Wholesale Inflation Accelerates Unexpectedly

U.S. wholesale inflation was hotter than expected in January, according to the latest Producer Price Index (PPI). Core goods prices, which exclude food and energy, jumped 0.7%, a sign that higher input costs and new tariffs are threatening to push up prices for consumers and complicate the Federal Reserve's policy decisions.

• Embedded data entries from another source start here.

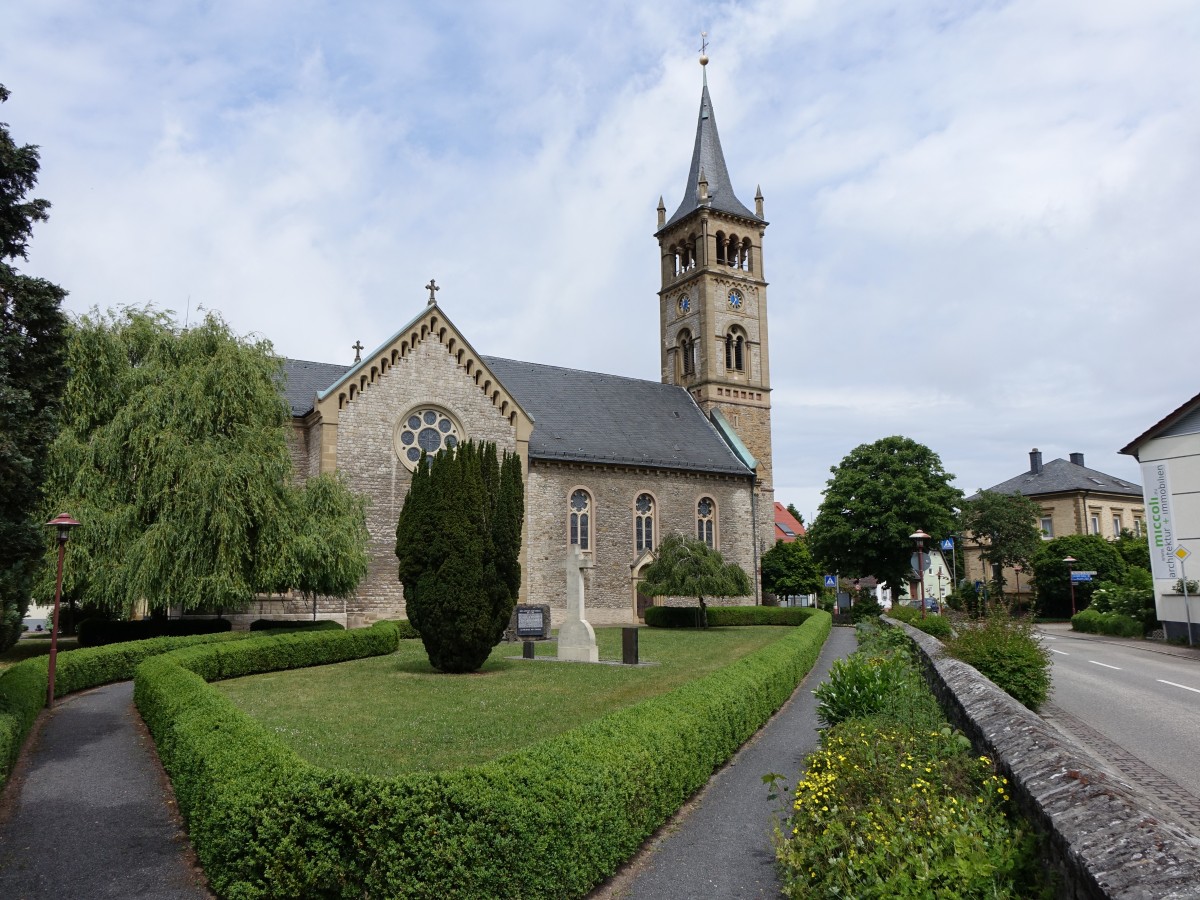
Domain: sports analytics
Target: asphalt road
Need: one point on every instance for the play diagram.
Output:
(1146, 702)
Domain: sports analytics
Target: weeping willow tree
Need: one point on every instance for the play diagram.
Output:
(173, 455)
(690, 568)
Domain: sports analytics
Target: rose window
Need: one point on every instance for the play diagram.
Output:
(429, 430)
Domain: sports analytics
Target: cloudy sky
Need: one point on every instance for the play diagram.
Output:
(984, 215)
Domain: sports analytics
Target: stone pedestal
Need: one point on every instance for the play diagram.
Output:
(576, 639)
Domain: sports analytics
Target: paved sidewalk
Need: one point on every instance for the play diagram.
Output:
(89, 814)
(720, 846)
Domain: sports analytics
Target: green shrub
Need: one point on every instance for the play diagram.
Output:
(295, 625)
(865, 609)
(726, 616)
(1132, 597)
(1105, 623)
(905, 814)
(551, 820)
(859, 687)
(23, 687)
(1008, 652)
(97, 633)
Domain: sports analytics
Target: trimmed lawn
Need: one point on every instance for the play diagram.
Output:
(388, 715)
(29, 647)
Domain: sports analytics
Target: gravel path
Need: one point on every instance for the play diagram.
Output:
(89, 811)
(720, 846)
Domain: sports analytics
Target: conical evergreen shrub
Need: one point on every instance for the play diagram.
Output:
(459, 546)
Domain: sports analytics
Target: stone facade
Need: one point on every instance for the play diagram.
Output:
(352, 426)
(611, 586)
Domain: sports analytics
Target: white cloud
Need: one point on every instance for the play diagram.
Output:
(978, 209)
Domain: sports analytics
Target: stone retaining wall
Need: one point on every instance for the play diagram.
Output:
(1105, 839)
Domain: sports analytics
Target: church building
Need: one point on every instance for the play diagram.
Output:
(611, 463)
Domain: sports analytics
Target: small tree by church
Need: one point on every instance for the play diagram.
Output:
(690, 568)
(459, 547)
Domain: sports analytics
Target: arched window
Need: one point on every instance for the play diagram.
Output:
(581, 519)
(643, 522)
(735, 351)
(687, 354)
(706, 521)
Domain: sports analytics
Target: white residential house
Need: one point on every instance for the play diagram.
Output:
(1169, 453)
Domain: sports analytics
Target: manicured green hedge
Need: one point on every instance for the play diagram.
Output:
(295, 625)
(23, 687)
(552, 820)
(97, 633)
(719, 616)
(407, 630)
(1105, 623)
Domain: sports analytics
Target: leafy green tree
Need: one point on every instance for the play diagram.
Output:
(1051, 576)
(796, 513)
(1133, 597)
(1006, 526)
(31, 377)
(459, 547)
(1133, 549)
(173, 455)
(689, 568)
(880, 495)
(789, 569)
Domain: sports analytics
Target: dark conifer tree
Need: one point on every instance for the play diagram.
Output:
(459, 544)
(33, 345)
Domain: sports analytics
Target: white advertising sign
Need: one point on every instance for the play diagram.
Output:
(1163, 562)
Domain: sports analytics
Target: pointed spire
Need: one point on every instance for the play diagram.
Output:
(708, 160)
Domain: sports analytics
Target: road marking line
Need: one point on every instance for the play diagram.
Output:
(1195, 690)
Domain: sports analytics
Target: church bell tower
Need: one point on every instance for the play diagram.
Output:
(713, 301)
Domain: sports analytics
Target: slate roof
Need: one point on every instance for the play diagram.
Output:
(707, 156)
(1065, 477)
(305, 379)
(589, 417)
(581, 417)
(1176, 421)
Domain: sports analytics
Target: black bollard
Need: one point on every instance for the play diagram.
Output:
(629, 646)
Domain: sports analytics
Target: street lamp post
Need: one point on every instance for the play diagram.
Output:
(1071, 565)
(919, 539)
(64, 523)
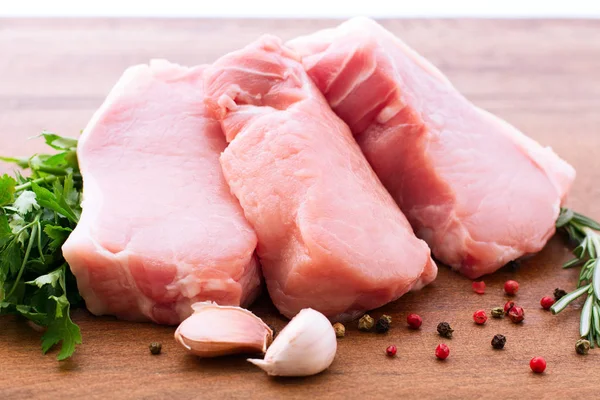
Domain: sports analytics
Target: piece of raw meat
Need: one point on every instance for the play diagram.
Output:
(329, 235)
(477, 190)
(160, 229)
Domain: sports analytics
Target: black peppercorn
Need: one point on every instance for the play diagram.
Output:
(559, 293)
(382, 325)
(445, 330)
(498, 342)
(155, 348)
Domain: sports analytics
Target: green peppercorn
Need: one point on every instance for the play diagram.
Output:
(498, 312)
(382, 325)
(498, 342)
(340, 330)
(582, 346)
(366, 323)
(155, 348)
(445, 330)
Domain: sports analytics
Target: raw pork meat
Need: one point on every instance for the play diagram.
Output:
(475, 188)
(160, 229)
(329, 235)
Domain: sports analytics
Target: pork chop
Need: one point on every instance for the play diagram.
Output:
(160, 229)
(476, 189)
(330, 237)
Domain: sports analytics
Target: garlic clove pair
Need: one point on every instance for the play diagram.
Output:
(214, 330)
(306, 346)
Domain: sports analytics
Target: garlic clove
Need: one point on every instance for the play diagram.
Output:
(214, 330)
(306, 346)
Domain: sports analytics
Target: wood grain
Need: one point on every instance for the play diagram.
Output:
(543, 76)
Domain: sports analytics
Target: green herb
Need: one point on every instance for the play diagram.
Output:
(583, 231)
(37, 214)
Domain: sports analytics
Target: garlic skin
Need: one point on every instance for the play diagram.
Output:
(214, 330)
(306, 346)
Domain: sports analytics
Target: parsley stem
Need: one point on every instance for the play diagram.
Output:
(28, 185)
(32, 238)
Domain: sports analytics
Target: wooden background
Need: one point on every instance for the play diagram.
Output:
(543, 76)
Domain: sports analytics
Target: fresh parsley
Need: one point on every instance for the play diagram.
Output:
(37, 214)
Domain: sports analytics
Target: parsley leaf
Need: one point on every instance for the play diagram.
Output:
(7, 190)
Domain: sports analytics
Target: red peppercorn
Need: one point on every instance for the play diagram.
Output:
(537, 364)
(479, 317)
(390, 351)
(516, 314)
(547, 302)
(479, 287)
(442, 351)
(414, 321)
(511, 287)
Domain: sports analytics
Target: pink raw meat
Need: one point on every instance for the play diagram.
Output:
(475, 188)
(329, 235)
(160, 229)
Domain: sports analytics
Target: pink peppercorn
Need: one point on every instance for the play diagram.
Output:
(480, 317)
(442, 351)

The headline Producer Price Index (PPI) surged by 0.5% in January, a significant acceleration from the revised 0.4% increase in December and well above the 0.3% consensus forecast. On a year-over-year basis, wholesale inflation is now running at 2.9%, also hotter than the 2.6% that economists had predicted. A deeper look into the numbers reveals that the increase was predominantly driven by a sharp rise in the cost of services, which jumped 0.8% for the month—the largest increase since July 2025. This was largely fueled by a 2.5% leap in trade services, a category that tracks profit margins for wholesalers and retailers. While overall goods prices actually fell by 0.3%, thanks to a 2.7% drop in energy costs, the details are concerning. Nearly 80% of that decline in goods can be attributed to a 5.5% fall in gasoline prices. This latest PPI report stands in contrast to the slightly cooler-than-expected Consumer Price Index (CPI) for January. The divergence suggests that businesses are facing mounting price pressures that have not yet fully translated to the consumer level, a dynamic the Federal Reserve will be watching closely. The persistent rise in producer prices, especially in the core category, complicates the Federal Reserve's upcoming decisions on interest rates. At its January meeting, the Fed held rates steady, acknowledging that inflation remained "somewhat elevated." Economists are pointing to the impact of tariffs on imported goods as a key factor putting upward pressure on the supply chain. High import taxes on materials like aluminum, steel, and copper have particularly hit the construction sector. The market is now adjusting its expectations, with the CME FedWatch tool showing a high probability that the central bank will keep rates on hold in the near term. The hotter-than-expected wholesale inflation data has led to a retreat in US stock indices as investors weigh the possibility of a more prolonged period of restrictive monetary policy.